The Alchemist
An Alchemist Formula That Glitters
but Is Not Gold
By Ben Jonson
Shakespeare Theatre Company, Lansburgh Theatre, Washington, D.C.
Wednesday, October 14, 2009
Directed by Michael Kahn
Oh, how the cast tried and tried. But this is Ben Jonson material, and even in his most popular plays, his lines can come off as obtuse. Jonson may have been a real Will Ferrell in his day, perhaps, but his humor seems overblown and underwhelming today (and I count myself a Jonson fan).
The Shakespeare Theater Company tried to breathe relevance and new life—and audience understanding—into The Alchemist by making it a modern-day tale relying on modern archetypes for Jonson's caricatures: Drugger as a stoner, Sir Epicure Mammon as a gold-lamé-wearing Donald Trump, Lovewit as Noel Coward, and Tribulation Wholesome as a Rev. Falwellish Southern evangelist with his earnestly amen-spouting Ananias. When each of the current-day caricatures of Jacobean caricatures appeared on stage, each generated big laughs. But when these characters started spouting Jonson wit, the audience went numb.

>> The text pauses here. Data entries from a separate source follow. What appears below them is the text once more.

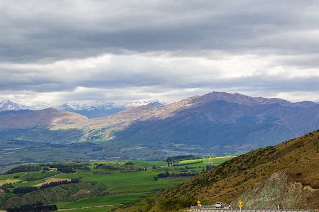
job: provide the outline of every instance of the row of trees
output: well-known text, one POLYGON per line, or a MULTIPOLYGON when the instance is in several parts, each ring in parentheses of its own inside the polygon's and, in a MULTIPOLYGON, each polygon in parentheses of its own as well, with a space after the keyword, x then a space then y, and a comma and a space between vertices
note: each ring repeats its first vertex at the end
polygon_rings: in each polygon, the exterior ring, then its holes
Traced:
POLYGON ((195 176, 196 174, 195 173, 190 173, 190 172, 180 172, 177 174, 173 172, 172 174, 170 174, 168 171, 166 171, 165 173, 160 173, 157 174, 157 177, 160 178, 164 178, 167 177, 169 176, 172 177, 178 177, 178 176, 195 176))
POLYGON ((38 165, 22 165, 8 170, 5 174, 10 174, 18 172, 26 172, 28 171, 37 171, 41 169, 38 165))
POLYGON ((71 181, 68 180, 60 180, 58 181, 51 182, 48 184, 43 184, 42 186, 40 187, 40 189, 44 189, 47 188, 53 187, 55 186, 58 186, 59 185, 65 185, 69 184, 75 184, 79 182, 79 179, 78 178, 72 178, 71 179, 71 181))
POLYGON ((17 187, 13 189, 13 193, 14 194, 27 194, 35 191, 38 191, 37 187, 17 187))
POLYGON ((9 207, 7 212, 48 212, 58 210, 56 205, 44 205, 41 202, 22 205, 20 207, 9 207))

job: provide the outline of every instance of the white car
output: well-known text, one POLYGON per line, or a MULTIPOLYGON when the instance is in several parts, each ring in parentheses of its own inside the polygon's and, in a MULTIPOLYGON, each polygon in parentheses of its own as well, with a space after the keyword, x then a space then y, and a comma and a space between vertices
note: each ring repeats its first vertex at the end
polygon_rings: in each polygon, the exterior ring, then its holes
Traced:
POLYGON ((224 205, 222 202, 216 202, 215 207, 216 207, 216 208, 224 208, 224 205))

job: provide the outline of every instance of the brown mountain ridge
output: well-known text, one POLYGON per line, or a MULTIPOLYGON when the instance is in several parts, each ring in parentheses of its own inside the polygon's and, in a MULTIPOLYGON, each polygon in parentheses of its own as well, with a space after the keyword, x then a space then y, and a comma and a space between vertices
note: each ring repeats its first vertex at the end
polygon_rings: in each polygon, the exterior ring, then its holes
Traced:
POLYGON ((183 211, 191 204, 238 208, 319 208, 319 130, 251 151, 116 210, 183 211))
POLYGON ((116 141, 223 155, 297 137, 319 128, 319 104, 212 92, 107 116, 52 108, 0 116, 0 139, 53 143, 116 141))

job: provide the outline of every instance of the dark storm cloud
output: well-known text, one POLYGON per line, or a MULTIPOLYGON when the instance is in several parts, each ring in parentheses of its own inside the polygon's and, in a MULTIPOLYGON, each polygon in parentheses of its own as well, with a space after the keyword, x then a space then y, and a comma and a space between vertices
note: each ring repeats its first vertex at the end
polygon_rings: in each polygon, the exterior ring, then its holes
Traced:
POLYGON ((313 1, 0 1, 0 99, 314 100, 318 14, 313 1))

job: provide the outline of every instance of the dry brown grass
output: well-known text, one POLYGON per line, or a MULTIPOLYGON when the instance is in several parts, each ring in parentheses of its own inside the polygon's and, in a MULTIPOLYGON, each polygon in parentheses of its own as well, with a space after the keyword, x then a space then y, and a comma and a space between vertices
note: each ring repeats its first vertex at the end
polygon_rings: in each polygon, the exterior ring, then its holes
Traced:
POLYGON ((59 181, 62 181, 62 180, 71 181, 71 179, 65 179, 65 178, 54 178, 54 177, 50 178, 49 179, 46 179, 45 181, 44 181, 43 183, 37 184, 35 185, 34 186, 41 186, 43 184, 49 184, 50 183, 51 183, 51 182, 58 182, 59 181))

Cast members gave it their all, with Michael Milligan's Face and David Manis' Subtle rushing through one costume change after another, Robert Creighton's Ananias dervishly prancing through his comin'-to-Jesus moments, and Alex Morf imbuing the braggart Kastril with a whirlwind of flailing arms and stumbling legs. But lines that should have been worth at least a chuckle fell flat, allowing for agonizing pauses in the dialogue. More than a quarter of the audience around us fell asleep in the first half.

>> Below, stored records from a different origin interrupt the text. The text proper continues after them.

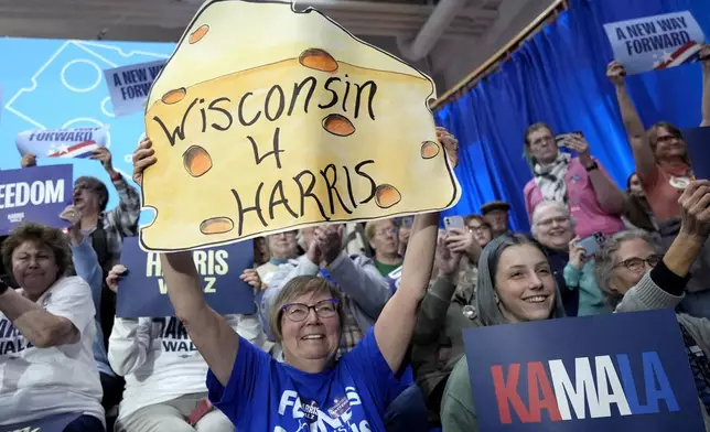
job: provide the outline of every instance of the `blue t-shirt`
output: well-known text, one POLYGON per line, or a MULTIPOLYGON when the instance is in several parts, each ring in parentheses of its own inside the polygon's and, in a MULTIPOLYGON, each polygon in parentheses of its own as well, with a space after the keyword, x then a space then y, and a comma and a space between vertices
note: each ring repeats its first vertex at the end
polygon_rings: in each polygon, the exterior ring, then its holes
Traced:
POLYGON ((209 400, 245 432, 385 432, 397 382, 374 328, 320 374, 279 363, 244 338, 226 388, 207 374, 209 400))

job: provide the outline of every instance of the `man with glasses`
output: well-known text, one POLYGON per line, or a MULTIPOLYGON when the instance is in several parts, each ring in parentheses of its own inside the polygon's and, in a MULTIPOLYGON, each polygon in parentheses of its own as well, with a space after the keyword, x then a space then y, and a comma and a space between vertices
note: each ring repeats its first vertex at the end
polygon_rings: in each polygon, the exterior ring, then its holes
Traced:
POLYGON ((661 258, 659 246, 645 231, 622 231, 607 238, 595 256, 596 283, 606 305, 616 309, 624 294, 661 258))

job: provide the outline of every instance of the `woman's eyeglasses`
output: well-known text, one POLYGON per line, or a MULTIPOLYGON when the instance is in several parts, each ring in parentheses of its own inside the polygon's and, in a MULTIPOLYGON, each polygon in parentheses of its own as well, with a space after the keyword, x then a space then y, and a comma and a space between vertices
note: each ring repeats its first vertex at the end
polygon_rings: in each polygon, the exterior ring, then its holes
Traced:
POLYGON ((311 310, 315 311, 315 314, 322 318, 331 318, 337 314, 337 304, 340 300, 337 299, 326 299, 321 300, 320 302, 308 305, 303 303, 287 303, 281 306, 281 311, 289 320, 294 323, 301 322, 309 316, 311 310))
POLYGON ((660 260, 663 259, 661 255, 652 255, 650 257, 643 259, 643 258, 630 258, 625 259, 622 262, 617 263, 614 266, 614 268, 617 267, 625 267, 628 269, 628 271, 633 271, 634 273, 638 273, 639 271, 644 270, 645 264, 647 263, 649 267, 654 268, 660 260))

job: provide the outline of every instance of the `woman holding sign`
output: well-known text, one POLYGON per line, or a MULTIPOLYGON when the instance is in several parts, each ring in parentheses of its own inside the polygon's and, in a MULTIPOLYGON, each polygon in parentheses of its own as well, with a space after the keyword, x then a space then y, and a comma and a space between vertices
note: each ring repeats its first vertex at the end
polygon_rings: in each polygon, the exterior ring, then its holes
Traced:
MULTIPOLYGON (((710 45, 700 51, 702 58, 702 122, 710 126, 710 45)), ((624 65, 612 62, 606 76, 616 89, 628 142, 642 181, 646 199, 658 222, 658 231, 664 248, 668 248, 680 228, 678 197, 693 177, 686 141, 675 126, 660 121, 646 131, 626 90, 624 65)), ((710 255, 710 245, 704 255, 710 255)), ((682 302, 686 312, 710 317, 710 291, 706 281, 710 279, 710 259, 696 261, 688 283, 690 294, 682 302)))
MULTIPOLYGON (((477 325, 564 316, 555 276, 540 244, 521 234, 506 234, 483 249, 476 311, 477 325)), ((441 424, 447 432, 478 431, 465 357, 449 377, 441 401, 441 424)))
MULTIPOLYGON (((448 132, 438 136, 449 155, 455 156, 455 139, 448 132)), ((137 181, 155 162, 149 147, 142 144, 133 154, 137 181)), ((401 288, 374 328, 337 360, 342 298, 325 279, 295 278, 278 295, 270 325, 283 346, 286 364, 280 364, 240 338, 205 304, 190 252, 163 253, 170 300, 209 365, 213 403, 238 431, 384 432, 388 393, 398 382, 430 280, 438 225, 435 213, 417 216, 401 288)))
POLYGON ((67 276, 65 235, 21 225, 2 245, 2 261, 21 288, 0 282, 0 429, 104 431, 92 290, 67 276))
MULTIPOLYGON (((710 182, 690 183, 679 203, 680 233, 665 256, 642 231, 620 233, 598 252, 596 279, 616 312, 676 309, 686 295, 690 264, 710 234, 710 182)), ((677 317, 710 431, 710 321, 682 313, 677 317)))

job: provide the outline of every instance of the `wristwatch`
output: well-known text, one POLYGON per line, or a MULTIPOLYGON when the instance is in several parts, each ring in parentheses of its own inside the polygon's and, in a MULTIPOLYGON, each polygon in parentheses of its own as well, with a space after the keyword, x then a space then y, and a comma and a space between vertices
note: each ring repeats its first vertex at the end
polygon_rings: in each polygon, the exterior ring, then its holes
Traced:
POLYGON ((594 171, 596 169, 599 169, 599 164, 596 163, 596 161, 593 161, 588 166, 584 166, 584 170, 587 170, 587 172, 594 171))

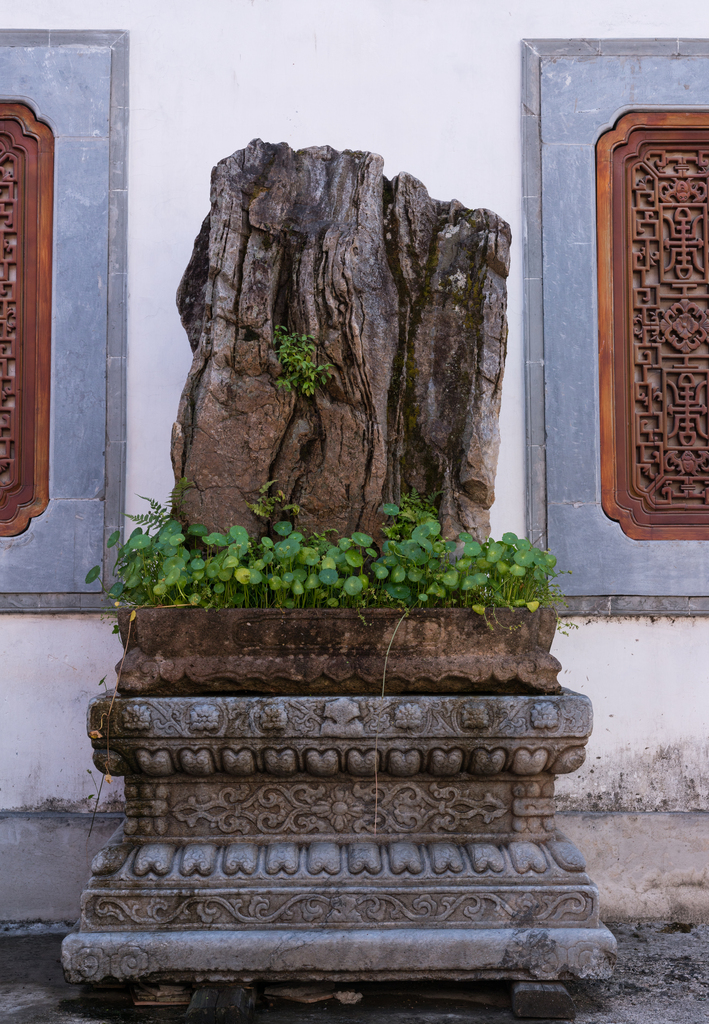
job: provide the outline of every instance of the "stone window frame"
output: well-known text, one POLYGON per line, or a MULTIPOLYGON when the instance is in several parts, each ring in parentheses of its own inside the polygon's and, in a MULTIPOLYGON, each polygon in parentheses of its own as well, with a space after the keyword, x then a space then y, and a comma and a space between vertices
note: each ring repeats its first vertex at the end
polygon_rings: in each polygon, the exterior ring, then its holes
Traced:
POLYGON ((0 611, 98 611, 126 457, 128 33, 0 31, 0 100, 54 134, 49 505, 0 538, 0 611))
POLYGON ((529 536, 569 612, 709 614, 709 543, 634 541, 600 504, 595 143, 630 111, 709 111, 709 39, 523 40, 529 536))

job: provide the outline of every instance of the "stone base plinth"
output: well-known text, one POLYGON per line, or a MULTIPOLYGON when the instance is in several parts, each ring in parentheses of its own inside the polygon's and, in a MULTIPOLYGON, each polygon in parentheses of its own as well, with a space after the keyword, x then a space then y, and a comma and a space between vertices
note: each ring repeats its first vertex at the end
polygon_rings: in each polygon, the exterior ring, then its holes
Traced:
POLYGON ((608 978, 616 940, 597 928, 74 932, 69 981, 251 982, 608 978))
POLYGON ((91 864, 71 981, 612 969, 554 820, 580 694, 99 698, 89 729, 126 821, 91 864))

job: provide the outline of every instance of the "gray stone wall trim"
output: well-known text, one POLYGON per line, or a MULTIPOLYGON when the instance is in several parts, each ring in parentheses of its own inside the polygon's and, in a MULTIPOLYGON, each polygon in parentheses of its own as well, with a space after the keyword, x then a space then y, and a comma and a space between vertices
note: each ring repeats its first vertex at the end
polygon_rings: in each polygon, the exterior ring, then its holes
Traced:
POLYGON ((707 110, 709 40, 522 49, 529 537, 573 568, 569 613, 706 614, 709 545, 632 541, 600 506, 593 147, 627 111, 707 110))
POLYGON ((0 540, 0 611, 98 610, 84 577, 110 573, 125 507, 128 33, 0 31, 0 99, 28 103, 56 146, 50 504, 0 540))

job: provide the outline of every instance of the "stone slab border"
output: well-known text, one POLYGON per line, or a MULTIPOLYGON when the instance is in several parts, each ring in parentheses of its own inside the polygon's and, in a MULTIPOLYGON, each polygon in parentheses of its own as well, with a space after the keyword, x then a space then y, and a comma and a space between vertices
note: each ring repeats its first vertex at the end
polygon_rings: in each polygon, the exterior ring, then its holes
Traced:
POLYGON ((709 110, 709 39, 523 41, 528 529, 569 613, 709 613, 709 544, 633 541, 600 505, 595 142, 632 110, 709 110))
POLYGON ((0 611, 97 611, 125 505, 128 34, 1 31, 0 100, 55 138, 50 500, 0 540, 0 611))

Blame Jonson in large part. Even with updated lines, his language is hard to access, and he doesn't just people his plays with archetypes; he has them speak sledgehammer pronouncements rather than poetic speeches or engaging conversations. The Alchemist, as presented here, was particularly victim to Jonson's favoring wit over depth. Its three central characters—Face, Subtle, and Dol Common—spent much of their private time declaiming at each other with angry accusations, thus creating not just unfunny discord on stage but a disconnect with an audience that can neither understand why these characters hate each other so much nor why it's worth caring about their enterprises. Notably, Face becomes a much more endearing character—and someone we can root for—at the end of the play when he reverts to his real role as Jeremy the butler and works in tandem with his master, Lovewit, to right all wrongs. When your play's heroes are so off-putting, it becomes difficult to embrace their gulling of the hypocrites who make up the rest of the cast.
But some responsibility rests with the company and director Michael Kahn, too. He took great pains to seamlessly update some of the references in the play (such as changing Kydd to Shakespeare), but these fell as flat as the original punch lines did for the wearied audience. The production put an awful lot of store in the costuming, the modern townhouse set, the frenetic pace and constant motion, and the caricatured characters; but it perhaps put too little effort into dissecting and fleshing out Jonson's language to create charactered caricatures. The result was some moments of visual delight, but no emotional treasure worth storing.